The issue of gas shortages in cold weather has become a hot topic in the US over the last decade, particularly following another famous ‘polar vortex’ cold snap in 2014, which mostly affected north-eastern states. Unlike summer demand peaks, cold weather brings high demand for gas for both power and heating and, when combined with freeze-ups at production wells and pipelines, can lead to astronomical gas prices and supply shortages for generators.
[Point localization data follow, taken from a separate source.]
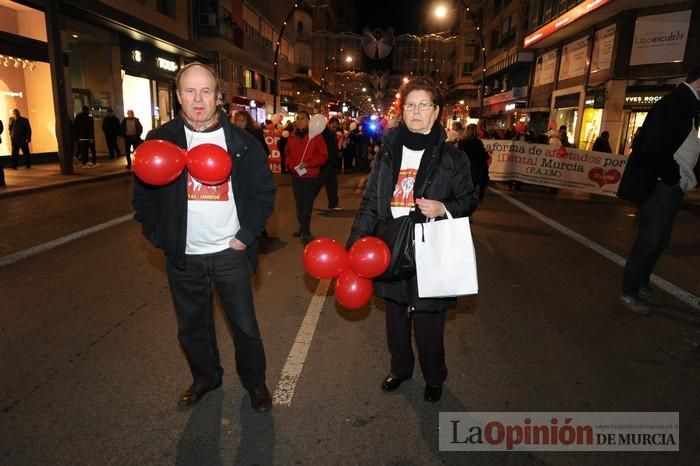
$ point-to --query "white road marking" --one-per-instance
(25, 253)
(297, 356)
(683, 295)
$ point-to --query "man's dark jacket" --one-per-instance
(111, 125)
(84, 126)
(139, 128)
(450, 183)
(162, 210)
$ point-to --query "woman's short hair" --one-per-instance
(471, 132)
(421, 83)
(208, 68)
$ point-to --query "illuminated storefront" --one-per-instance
(25, 79)
(637, 106)
(591, 121)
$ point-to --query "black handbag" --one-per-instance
(398, 234)
(638, 179)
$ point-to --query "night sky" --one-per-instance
(403, 16)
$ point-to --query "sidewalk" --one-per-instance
(47, 176)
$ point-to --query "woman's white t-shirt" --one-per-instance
(212, 219)
(402, 201)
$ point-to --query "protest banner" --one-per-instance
(557, 167)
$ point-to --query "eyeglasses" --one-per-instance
(423, 106)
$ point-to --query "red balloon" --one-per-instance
(325, 258)
(158, 162)
(353, 291)
(369, 257)
(209, 163)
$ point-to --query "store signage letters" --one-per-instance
(642, 99)
(567, 18)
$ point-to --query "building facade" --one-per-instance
(115, 54)
(601, 64)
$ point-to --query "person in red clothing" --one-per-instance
(304, 158)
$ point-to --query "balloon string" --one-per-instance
(304, 153)
(196, 124)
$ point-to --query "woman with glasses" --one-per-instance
(415, 173)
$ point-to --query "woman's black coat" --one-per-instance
(450, 183)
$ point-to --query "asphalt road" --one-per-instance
(91, 368)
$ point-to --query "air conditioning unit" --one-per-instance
(207, 19)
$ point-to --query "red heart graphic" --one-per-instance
(602, 177)
(612, 176)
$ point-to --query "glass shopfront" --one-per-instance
(25, 78)
(148, 84)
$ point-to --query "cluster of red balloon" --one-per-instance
(158, 162)
(369, 257)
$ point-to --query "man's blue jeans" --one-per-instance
(655, 219)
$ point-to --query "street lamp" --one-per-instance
(275, 83)
(441, 12)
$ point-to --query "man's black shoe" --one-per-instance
(391, 383)
(433, 393)
(195, 393)
(260, 398)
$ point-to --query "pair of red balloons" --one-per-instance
(158, 162)
(369, 257)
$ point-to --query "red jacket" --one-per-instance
(316, 154)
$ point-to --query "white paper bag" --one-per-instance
(445, 259)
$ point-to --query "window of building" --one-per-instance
(166, 7)
(237, 74)
(247, 78)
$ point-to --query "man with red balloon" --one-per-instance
(206, 219)
(418, 175)
(305, 155)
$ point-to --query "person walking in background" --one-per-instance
(564, 136)
(668, 143)
(349, 148)
(329, 172)
(20, 137)
(111, 128)
(85, 134)
(243, 120)
(304, 159)
(131, 131)
(602, 143)
(414, 153)
(209, 236)
(478, 158)
(2, 170)
(282, 143)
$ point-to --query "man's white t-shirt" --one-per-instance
(402, 201)
(212, 220)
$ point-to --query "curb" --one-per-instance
(62, 184)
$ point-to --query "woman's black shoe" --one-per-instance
(391, 383)
(433, 393)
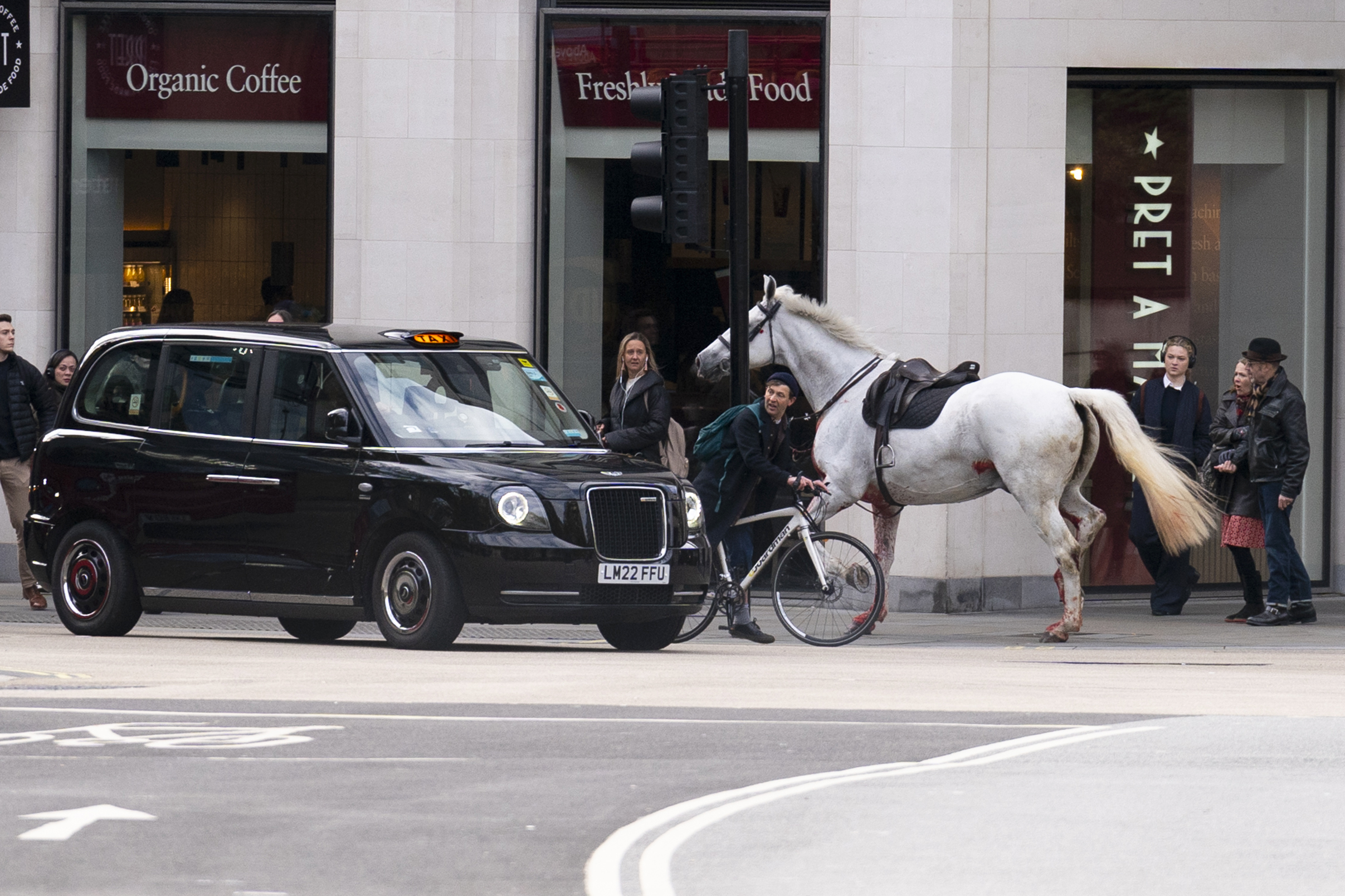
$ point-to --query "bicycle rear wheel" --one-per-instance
(834, 609)
(699, 621)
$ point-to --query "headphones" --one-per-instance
(1183, 341)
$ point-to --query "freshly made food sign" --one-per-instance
(599, 65)
(207, 67)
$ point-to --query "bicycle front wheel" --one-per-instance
(699, 621)
(837, 606)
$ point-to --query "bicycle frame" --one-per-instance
(800, 522)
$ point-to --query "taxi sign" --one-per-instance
(436, 337)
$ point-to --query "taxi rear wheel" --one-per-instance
(95, 586)
(654, 634)
(416, 598)
(316, 630)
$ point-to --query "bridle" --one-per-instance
(767, 327)
(764, 327)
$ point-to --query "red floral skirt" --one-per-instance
(1243, 532)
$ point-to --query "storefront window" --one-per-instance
(602, 278)
(197, 183)
(1200, 211)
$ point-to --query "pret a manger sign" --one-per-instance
(207, 67)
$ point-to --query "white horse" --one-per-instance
(1034, 438)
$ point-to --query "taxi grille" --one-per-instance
(628, 526)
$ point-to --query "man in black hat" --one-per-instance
(1277, 461)
(754, 467)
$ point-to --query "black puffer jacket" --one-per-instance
(1278, 435)
(28, 393)
(1239, 496)
(639, 419)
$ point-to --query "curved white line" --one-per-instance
(603, 871)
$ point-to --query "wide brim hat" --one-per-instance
(1263, 350)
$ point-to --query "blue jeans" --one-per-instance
(1289, 579)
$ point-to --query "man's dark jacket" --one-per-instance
(1278, 438)
(28, 393)
(1191, 430)
(639, 419)
(756, 465)
(1236, 493)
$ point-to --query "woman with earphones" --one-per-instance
(639, 405)
(1176, 413)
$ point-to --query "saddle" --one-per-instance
(891, 398)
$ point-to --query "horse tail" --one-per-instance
(1184, 512)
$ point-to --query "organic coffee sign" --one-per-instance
(14, 56)
(599, 65)
(209, 67)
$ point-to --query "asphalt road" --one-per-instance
(378, 800)
(943, 755)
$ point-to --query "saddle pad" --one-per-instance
(926, 408)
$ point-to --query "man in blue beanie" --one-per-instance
(755, 467)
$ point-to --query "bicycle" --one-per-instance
(827, 587)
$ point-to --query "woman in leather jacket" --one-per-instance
(1242, 530)
(641, 408)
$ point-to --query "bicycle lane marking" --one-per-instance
(603, 871)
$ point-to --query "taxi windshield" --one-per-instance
(467, 399)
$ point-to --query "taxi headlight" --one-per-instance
(693, 510)
(520, 507)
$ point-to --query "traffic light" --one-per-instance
(681, 159)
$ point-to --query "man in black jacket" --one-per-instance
(27, 410)
(1275, 464)
(761, 440)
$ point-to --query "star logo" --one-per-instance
(1152, 144)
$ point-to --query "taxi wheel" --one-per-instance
(316, 630)
(654, 634)
(416, 598)
(95, 586)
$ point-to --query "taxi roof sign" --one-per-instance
(436, 337)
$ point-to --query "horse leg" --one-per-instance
(1063, 545)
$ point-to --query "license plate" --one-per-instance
(632, 572)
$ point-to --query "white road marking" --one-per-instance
(72, 821)
(603, 872)
(574, 719)
(167, 735)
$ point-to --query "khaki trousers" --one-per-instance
(14, 477)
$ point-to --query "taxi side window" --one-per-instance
(121, 387)
(206, 389)
(307, 389)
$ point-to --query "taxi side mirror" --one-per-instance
(343, 426)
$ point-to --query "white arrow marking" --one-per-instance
(72, 821)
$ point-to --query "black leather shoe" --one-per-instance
(1302, 611)
(1278, 614)
(1247, 611)
(751, 631)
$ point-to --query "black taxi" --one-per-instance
(330, 474)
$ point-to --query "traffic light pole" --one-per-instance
(740, 273)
Following the 2014 event, several north-eastern grids beefed up their existing capacity markets by requiring generators to prove their resilience to cold weather through steps such as securing alternative fuel supplies or long-term gas contracts.
Texas may not have a capacity market, but state regulators have made some efforts to improve mandatory winter-proofing of power plants and gas infrastructure following a near-miss cold-weather event in 2011. Much of the fall-out around the February blackouts has centred on why more regulation was not imposed, or why industry has resisted it.
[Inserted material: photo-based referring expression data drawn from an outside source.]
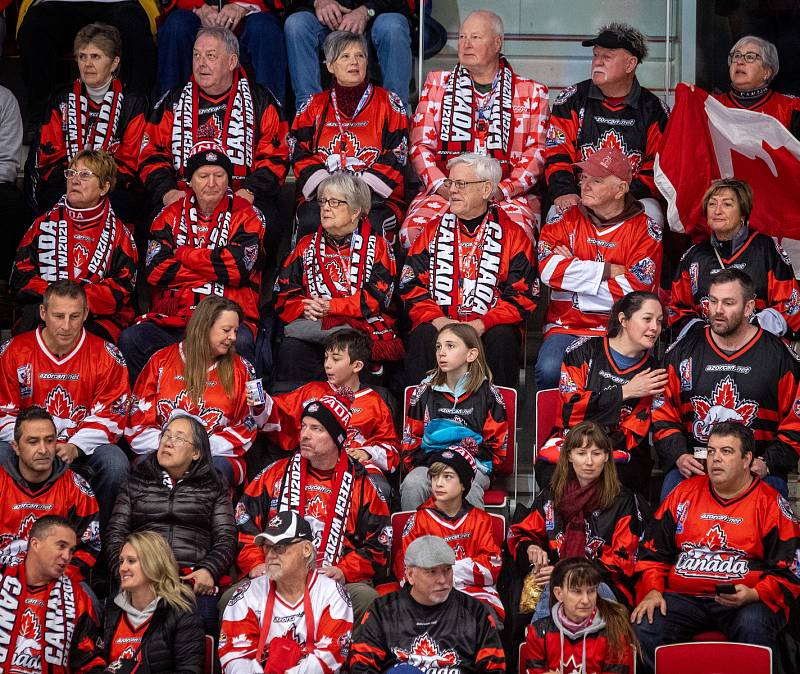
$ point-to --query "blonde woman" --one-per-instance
(152, 625)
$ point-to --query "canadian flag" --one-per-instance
(704, 140)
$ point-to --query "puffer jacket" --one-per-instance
(195, 516)
(173, 643)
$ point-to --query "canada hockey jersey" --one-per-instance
(367, 535)
(160, 393)
(489, 273)
(483, 412)
(458, 636)
(86, 391)
(242, 624)
(91, 246)
(581, 298)
(52, 628)
(612, 537)
(591, 390)
(64, 493)
(698, 540)
(190, 256)
(371, 426)
(469, 533)
(759, 256)
(756, 386)
(583, 121)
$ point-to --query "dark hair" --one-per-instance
(628, 306)
(736, 429)
(43, 525)
(65, 288)
(731, 274)
(32, 413)
(355, 343)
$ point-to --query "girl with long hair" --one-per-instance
(152, 625)
(202, 376)
(455, 403)
(583, 512)
(583, 631)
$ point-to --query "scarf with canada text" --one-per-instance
(238, 129)
(459, 119)
(444, 267)
(293, 497)
(78, 133)
(386, 345)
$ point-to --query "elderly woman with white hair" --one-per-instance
(342, 275)
(753, 64)
(470, 264)
(354, 126)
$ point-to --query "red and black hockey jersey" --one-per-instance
(756, 386)
(367, 536)
(190, 256)
(371, 426)
(86, 391)
(458, 636)
(489, 273)
(697, 540)
(373, 143)
(51, 628)
(469, 533)
(91, 246)
(583, 121)
(247, 122)
(581, 297)
(483, 412)
(64, 493)
(591, 390)
(760, 257)
(612, 537)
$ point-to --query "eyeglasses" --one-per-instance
(460, 184)
(176, 439)
(83, 174)
(747, 57)
(333, 203)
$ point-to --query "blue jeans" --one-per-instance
(548, 362)
(139, 342)
(673, 478)
(688, 616)
(261, 46)
(389, 34)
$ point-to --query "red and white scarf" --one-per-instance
(293, 497)
(476, 296)
(458, 130)
(79, 134)
(238, 129)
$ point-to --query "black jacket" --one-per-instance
(195, 517)
(173, 643)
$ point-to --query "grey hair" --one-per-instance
(223, 35)
(351, 187)
(494, 21)
(769, 53)
(338, 40)
(486, 168)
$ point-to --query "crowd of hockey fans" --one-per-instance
(277, 428)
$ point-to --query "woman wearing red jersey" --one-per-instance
(203, 377)
(356, 127)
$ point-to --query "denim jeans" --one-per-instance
(389, 34)
(261, 46)
(688, 616)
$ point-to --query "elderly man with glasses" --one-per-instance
(470, 264)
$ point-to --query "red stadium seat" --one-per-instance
(713, 657)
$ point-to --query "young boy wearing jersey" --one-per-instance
(371, 436)
(465, 528)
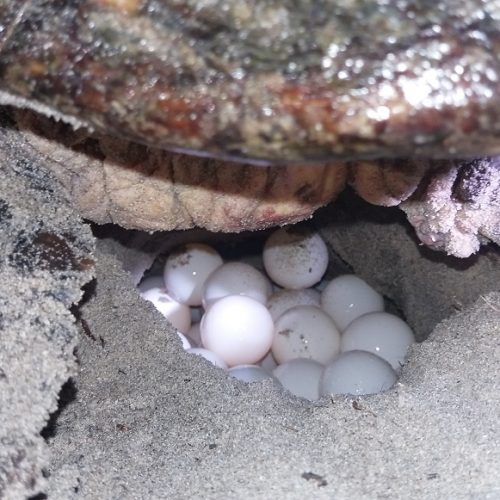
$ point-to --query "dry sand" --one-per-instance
(149, 421)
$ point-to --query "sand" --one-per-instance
(140, 418)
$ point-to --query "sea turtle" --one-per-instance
(264, 82)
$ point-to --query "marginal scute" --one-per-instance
(263, 80)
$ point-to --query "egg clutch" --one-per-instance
(279, 318)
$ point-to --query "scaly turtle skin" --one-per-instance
(275, 80)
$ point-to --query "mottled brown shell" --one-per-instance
(263, 79)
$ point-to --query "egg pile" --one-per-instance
(272, 323)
Northern regions prove that it is perfectly possible to make this infrastructure more resilient to extreme weather, but it will come at a cost, and perhaps one that is harder for generators to justify in an ERCOT-style market. After all, scarcity events represent a vital pay day for generators in Texas (provided they remain online), so the market arguably tends towards such close calls.
Inevitably, backers of various energy sources have been quick to use the crisis to highlight the weakness of competitors – wind turbines can freeze, gas is vulnerable to shortages, even coal and nuclear were affected.
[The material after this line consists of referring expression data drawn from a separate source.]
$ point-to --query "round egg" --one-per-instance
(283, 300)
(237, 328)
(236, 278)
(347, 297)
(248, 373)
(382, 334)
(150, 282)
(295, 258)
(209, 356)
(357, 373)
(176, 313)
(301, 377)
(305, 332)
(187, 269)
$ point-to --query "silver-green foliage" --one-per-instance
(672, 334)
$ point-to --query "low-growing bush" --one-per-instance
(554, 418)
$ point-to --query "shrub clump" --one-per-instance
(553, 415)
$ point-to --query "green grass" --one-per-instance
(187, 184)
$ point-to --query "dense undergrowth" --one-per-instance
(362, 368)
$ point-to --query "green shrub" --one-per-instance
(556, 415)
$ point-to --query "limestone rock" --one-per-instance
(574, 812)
However, there is more to take from this than a simple acceptance of the fallibility of all types of energy. Thermal plant can clearly be vulnerable to cold, but adequate regulation and technical measures offer a ready solution. On the other hand, there is no question of relying on wind and solar to ride out such a storm. The grid still needs to ensure that there is always sufficient ‘firm’ capacity to meet almost all the peak demand if necessary and this is highly challenging – particularly without recourse to a capacity market.
Advocates for both renewables and the ‘energy-only’ market model often point to greater use of smarter energy grids with more opportunity for demand response, in which users can offer to reduce consumption for a fee. While this must surely form part of the future of electricity, it may have more limited use during winter shortages, when reducing consumption has more serious implications than simply turning down the air con. The other rapidly emerging option is the development of large-scale energy storage technologies, but again, the Texas event represents a formidable task for this approach. Delivering several days of unusually high demand would require an enormous quantity of stored energy – potentially in a long-term form such as hydrogen – as well as enough excess generation beforehand to build up supplies.
So, the Texas crisis is perhaps a warning that we are a long way from being able to entirely dispense with conventional power plants. It has also raised some fundamental questions over how much risk we are willing to accept with our electricity supply, how much we are willing to pay to minimise that risk, and whether we trust existing markets to deliver the best compromise. On paper, the ‘one day of blackout in ten years’ level of assurance used by many grid operators sounds manageable, but a serious system failure in the depths of a cold winter may have consequences which society deems unacceptable at any price. As power grids undergo a rapid evolution to more dynamic, less predictable systems with much more weather-dependent generation, these questions will only become harder to address.